Mair Pena Neto
Rio - O jornalista Claudio Bojunga, companheiro dos tempos de Jornal do Brasil e autor de excelente livro sobre JK, fez uma série de reportagens sobre a Venezuela, in loco, que vem sendo exibida pela TV Brasil, tratando do conflito midiático que se estabeleceu no país vizinho entre os meios de comunicação tradicionais e o governo de Hugo Chávez.
Mais uma boa iniciativa da TV Brasil, cuja programação é ignorada pelos grandes meios de comunicação e seus sites, que não perdem um capítulo dos deprimentes reality shows, mas são incapazes de divulgar e abordar decentemente produções de qualidade, como a minissérie “A Era das Utopias”, de Silvio Tendler, diretor, entre outros documentários, de “Os Anos JK” e “Jango”. A minissérie foi exibida em agosto/setembro pela TV Brasil.
Pois em um dos depoimentos captados por Bojunga, uma socióloga venezuelana, ao abordar a dificuldade de convivência entre Chávez e os meios, diz que o perdão não se decreta. Ela se referia à participação direta da grande imprensa da Venezuela na tentativa de golpe contra Hugo Chávez, em 2002, que só foi abortada, apesar do aval norte-americano, pelo apoio popular ao presidente eleito.
Essa frase me veio à cabeça ao ler a revelação de um ex-agente do DOI-Codi de que o ex-deputado Rubens Paiva, depois de preso, torturado e morto, foi esquartejado para que seu corpo não fosse encontrado. Mais grave, Rubens Paiva não foi o único, e pelo que o ex-agente Marival Chaves contou ao cineasta Jorge Oliveira, autor de filme sobre a tortura e morte do operário Manoel Fiel Filho, havia até uma competição entre os torturadores sobre quantos pedaços iam render os corpos das vítimas dos porões da ditadura militar.
A anistia ampla, geral e irrestrita, proclamada em 1979, foi exatamente um decreto que buscou estabelecer o perdão. Mas como observou a socióloga venezuelana, perdão não se decreta, sobretudo quando envolve atos desumanos como a prática sistemática da tortura. A anistia pode absolver militares e policiais que cumpriam o seu dever legal, mas não crimes contra os direitos humanos, como a tortura e o esquartejamento de corpos.
O engenheiro Rubens Paiva era um deputado federal cassado, que tentou se manter no país após um tempo de exílio até ser sequestrado em sua casa, levado para instalações da aeronáutica e depois para o Doi-Codi, onde foi torturado, morto e, sabe-se agora, esquartejado. Em um de seus livros, o filho do deputado, o jornalista e escritor Marcelo Rubens Paiva, ao tratar da ausência do pai, lembra de pegar jacaré em suas costas na praia de Copacabana.
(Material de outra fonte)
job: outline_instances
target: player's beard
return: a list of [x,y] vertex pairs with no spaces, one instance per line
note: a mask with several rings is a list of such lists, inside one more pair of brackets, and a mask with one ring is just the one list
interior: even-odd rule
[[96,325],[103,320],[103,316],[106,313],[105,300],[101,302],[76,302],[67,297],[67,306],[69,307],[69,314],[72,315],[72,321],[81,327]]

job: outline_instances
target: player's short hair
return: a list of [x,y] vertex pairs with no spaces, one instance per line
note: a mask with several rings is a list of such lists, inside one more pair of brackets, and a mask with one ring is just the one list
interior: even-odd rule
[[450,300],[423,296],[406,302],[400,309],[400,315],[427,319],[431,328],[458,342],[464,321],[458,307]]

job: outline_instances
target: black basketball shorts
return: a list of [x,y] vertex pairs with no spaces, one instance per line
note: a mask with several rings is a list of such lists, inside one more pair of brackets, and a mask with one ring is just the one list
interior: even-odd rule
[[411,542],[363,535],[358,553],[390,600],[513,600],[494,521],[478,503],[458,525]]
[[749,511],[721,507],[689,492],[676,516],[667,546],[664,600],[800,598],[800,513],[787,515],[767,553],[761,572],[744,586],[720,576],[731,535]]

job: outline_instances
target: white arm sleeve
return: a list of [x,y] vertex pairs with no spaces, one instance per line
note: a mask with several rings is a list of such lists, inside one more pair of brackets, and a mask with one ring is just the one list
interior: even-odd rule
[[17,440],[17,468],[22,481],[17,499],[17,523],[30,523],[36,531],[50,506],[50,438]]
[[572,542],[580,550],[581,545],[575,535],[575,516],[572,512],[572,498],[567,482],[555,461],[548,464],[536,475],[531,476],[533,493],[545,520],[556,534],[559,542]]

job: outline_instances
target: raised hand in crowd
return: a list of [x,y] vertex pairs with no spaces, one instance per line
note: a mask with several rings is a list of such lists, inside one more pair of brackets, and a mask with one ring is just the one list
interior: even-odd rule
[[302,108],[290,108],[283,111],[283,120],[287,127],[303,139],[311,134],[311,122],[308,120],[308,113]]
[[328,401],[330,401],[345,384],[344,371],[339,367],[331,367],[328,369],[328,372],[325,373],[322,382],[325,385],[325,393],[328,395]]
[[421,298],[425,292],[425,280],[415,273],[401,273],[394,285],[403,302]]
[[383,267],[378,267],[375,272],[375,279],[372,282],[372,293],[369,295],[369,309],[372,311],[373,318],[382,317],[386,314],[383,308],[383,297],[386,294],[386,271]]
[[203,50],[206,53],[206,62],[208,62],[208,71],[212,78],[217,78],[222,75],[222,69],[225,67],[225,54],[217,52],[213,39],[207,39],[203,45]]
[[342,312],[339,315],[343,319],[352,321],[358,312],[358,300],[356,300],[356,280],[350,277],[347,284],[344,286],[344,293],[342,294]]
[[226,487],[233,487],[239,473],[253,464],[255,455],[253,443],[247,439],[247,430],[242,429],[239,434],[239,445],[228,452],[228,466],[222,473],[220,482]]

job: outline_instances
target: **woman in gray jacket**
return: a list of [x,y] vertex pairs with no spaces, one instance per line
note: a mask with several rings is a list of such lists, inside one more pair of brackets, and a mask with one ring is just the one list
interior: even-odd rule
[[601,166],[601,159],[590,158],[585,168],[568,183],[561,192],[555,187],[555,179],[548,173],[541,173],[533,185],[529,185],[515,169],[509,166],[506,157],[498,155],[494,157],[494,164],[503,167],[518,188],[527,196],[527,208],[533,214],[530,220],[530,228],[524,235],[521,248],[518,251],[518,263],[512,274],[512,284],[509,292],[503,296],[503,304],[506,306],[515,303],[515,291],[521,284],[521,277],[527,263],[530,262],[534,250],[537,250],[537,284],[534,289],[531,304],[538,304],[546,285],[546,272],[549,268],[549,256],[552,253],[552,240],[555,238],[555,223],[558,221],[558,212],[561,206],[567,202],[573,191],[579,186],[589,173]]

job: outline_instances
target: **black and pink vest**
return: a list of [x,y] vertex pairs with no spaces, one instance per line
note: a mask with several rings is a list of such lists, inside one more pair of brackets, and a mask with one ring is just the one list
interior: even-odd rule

Rubens Paiva não pegou em armas para enfrentar a ditadura, Mesmo que o fizesse, nada justificaria a tortura. Sua prisão teria acontecido pela ajuda dada a Helena Bocayuva, envolvida no seqüestro do embaixador dos Estados Unidos, Charles Burke Elbrick, que se encontrava no Chile. A prisão de pessoas que traziam carta de Helena para Rubens levou os órgãos de repressão a identificá-lo como contato indireto de Lamarca.
Rubens Paiva é até hoje um dos 140 desaparecidos políticos durante a ditadura que a história não pode esquecer. Sua foto está junto com a de outros brasileiros em uma campanha do governo por informações e documentos que traz a pergunta: “Como você se sentiria se não tivesse o direito de enterrar um filho?”
Para uma resposta sincera, o Brasil precisa levar a julgamento os responsáveis pelos atos de barbárie cometidos durante a ditadura. Chile, Argentina e Uruguai já fizeram isso sem abalos institucionais. Perdão não se estabelece por decreto.